Kumanan Wilson, a physician-scientist at the Ottawa Hospital and an expert in vaccines, said the bill’s defeat will likely be used by anti-vaccination groups to undermine faith in vaccination programs. It raises questions about how officials will be able to ensure public buy-in when a COVID-19 vaccine becomes available, he said.

“It does set a certain precedent,” Dr. Wilson said. “[Anti-vaccination groups] will definitely be emboldened by this.”

He added that it’s possible a future COVID-19 vaccine may be only 60- to 70-per-cent effective, similar to a flu vaccine. In that case, health officials will need the vast majority of the population to take it for it to be effective, which could set up a future battle over the use of religious-belief or philosophical exemptions.

Anti-vaccination groups mounted opposition to the New Brunswick bill, with numerous witnesses telling a government committee about problems they’ve had with vaccines and others writing letters to members of the legislative assembly voicing opposition to it. Mr. Cardy said the tenor of the anti-vaccination opposition changed in recent weeks, which could have helped sway some members.

Early on, he said, they used fringe conspiracy theories to back up their opposition to the bill. More recently, letters to MLAs focused on the importance of maintaining personal freedom and medical choice, Mr. Cardy said.

Tim Caulfield, Canada research chair in health law and policy at the University of Alberta, said he’s troubled by the larger implications of the fact this bill was defeated during the COVID-19 pandemic, as a mass-produced vaccine is likely the best option for life returning to normal.

“You get the sense that anti-vax rhetoric, misinformation and fear-mongering had an impact on this outcome,” he said. “For me, it seems to be almost a symbolic decision that it’s happening at a time when vaccines are on everyone’s mind.”
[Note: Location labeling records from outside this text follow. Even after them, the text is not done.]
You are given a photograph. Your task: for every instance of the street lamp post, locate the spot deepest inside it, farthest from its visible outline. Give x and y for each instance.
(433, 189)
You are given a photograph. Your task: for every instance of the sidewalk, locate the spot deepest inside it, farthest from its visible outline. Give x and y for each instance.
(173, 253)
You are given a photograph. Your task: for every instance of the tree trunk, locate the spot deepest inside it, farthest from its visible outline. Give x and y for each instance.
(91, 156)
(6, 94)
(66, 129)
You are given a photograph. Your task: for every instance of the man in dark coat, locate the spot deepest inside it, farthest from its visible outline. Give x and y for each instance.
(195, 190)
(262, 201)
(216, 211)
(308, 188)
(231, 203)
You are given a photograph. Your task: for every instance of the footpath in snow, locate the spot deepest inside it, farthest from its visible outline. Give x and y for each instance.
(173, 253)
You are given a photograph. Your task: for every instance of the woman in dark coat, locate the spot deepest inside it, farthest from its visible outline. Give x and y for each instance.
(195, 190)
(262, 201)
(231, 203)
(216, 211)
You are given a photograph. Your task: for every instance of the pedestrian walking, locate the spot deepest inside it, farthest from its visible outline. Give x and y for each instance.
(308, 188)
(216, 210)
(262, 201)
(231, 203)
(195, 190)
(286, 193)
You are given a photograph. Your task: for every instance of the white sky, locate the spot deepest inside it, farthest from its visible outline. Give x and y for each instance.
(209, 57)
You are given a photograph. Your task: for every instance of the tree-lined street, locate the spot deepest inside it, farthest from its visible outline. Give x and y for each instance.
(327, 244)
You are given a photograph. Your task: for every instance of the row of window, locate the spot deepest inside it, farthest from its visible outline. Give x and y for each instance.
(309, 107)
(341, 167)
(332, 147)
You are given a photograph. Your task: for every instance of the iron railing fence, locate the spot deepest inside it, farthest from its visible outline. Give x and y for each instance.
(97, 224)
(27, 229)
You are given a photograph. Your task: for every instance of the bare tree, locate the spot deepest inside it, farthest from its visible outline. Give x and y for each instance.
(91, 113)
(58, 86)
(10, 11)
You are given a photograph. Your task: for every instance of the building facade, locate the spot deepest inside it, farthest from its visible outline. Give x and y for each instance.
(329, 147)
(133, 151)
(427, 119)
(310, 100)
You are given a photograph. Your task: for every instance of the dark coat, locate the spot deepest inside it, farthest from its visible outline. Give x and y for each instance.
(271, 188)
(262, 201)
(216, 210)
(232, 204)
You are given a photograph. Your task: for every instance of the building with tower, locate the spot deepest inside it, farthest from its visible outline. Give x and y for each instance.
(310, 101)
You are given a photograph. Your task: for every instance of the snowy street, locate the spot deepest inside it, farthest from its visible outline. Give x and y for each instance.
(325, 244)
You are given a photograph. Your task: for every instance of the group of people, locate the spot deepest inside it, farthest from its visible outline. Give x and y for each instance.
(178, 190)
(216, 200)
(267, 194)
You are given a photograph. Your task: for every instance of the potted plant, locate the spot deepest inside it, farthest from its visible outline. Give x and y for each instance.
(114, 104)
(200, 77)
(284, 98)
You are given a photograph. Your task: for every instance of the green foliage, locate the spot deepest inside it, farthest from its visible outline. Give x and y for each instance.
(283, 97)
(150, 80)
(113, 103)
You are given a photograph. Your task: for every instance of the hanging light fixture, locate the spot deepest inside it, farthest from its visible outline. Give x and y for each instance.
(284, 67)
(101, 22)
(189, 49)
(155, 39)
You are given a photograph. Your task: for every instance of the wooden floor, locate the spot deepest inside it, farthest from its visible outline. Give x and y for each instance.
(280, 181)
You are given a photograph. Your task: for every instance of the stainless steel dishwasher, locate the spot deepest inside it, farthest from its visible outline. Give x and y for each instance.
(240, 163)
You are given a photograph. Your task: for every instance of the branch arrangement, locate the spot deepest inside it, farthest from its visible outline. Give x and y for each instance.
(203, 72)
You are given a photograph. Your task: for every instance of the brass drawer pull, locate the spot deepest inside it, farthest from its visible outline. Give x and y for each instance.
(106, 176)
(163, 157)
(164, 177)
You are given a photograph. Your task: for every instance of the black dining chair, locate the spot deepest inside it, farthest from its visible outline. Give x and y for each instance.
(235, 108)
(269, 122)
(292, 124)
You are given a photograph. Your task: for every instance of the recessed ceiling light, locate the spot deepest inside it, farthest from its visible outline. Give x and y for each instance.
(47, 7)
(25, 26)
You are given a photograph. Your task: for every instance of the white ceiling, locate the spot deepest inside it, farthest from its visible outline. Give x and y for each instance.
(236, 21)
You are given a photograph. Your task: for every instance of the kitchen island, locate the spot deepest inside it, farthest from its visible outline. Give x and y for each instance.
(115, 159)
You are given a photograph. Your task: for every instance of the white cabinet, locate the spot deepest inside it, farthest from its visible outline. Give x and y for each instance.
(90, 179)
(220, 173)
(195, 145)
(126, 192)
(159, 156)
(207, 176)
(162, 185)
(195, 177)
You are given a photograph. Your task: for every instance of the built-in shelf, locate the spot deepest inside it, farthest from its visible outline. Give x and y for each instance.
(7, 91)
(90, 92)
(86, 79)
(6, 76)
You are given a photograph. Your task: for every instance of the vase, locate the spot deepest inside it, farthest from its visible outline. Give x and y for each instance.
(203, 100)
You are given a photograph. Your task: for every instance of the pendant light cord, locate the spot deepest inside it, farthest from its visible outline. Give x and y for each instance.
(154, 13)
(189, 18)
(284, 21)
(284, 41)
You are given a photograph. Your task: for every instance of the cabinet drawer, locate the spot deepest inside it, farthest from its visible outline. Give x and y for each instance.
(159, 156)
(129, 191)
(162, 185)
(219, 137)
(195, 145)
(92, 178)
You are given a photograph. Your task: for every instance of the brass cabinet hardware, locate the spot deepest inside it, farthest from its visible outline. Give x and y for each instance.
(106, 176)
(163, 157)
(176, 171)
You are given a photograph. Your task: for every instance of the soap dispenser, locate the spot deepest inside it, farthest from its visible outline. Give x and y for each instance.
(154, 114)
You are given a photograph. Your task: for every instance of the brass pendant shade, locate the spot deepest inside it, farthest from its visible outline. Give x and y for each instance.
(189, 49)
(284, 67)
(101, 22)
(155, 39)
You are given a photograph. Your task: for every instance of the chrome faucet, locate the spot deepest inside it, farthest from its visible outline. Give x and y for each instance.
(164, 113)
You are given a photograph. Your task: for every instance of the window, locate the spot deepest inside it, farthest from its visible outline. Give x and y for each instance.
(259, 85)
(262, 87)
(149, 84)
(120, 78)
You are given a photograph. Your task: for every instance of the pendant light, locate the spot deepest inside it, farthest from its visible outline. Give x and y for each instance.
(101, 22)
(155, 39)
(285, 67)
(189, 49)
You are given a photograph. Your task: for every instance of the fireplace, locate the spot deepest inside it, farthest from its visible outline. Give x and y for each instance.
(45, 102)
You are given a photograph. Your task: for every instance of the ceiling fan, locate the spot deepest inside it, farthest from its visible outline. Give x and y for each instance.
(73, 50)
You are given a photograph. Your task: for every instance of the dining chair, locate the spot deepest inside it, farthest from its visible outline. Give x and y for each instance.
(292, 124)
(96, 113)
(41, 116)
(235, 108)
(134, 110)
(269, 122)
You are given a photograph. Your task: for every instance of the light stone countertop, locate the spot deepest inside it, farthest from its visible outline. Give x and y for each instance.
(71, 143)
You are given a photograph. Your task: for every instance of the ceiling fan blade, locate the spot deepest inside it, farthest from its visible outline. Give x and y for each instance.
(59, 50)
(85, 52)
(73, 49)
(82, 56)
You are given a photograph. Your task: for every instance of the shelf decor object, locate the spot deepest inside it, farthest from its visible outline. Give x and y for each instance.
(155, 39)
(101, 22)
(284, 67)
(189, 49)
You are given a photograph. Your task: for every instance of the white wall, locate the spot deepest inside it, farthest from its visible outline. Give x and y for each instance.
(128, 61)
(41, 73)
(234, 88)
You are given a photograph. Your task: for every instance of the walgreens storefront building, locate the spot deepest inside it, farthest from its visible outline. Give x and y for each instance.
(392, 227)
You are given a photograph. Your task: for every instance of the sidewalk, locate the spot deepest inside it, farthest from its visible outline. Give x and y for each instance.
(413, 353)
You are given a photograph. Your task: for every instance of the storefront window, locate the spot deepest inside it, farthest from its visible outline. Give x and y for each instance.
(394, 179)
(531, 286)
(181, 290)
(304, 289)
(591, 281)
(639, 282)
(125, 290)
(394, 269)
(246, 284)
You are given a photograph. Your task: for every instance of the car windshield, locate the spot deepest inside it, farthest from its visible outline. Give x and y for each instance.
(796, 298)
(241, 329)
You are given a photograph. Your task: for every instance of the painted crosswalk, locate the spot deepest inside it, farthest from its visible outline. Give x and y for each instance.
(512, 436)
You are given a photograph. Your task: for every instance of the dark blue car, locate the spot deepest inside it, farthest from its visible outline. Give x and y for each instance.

Ubaka Ogbogu, associate professor in the faculty of law and pharmacy and pharmaceutical sciences at the University of Alberta, said he thinks the bill was bogged down by too many problems to have passed.

For instance, the government included the nothwithstanding clause to eliminate the chance of a court challenge under the Charter of Rights and Freedoms. Even though the clause was removed before the final vote, Dr. Ogbogu said the question likely should be tested in court and that the government created too much controversy by adding the clause.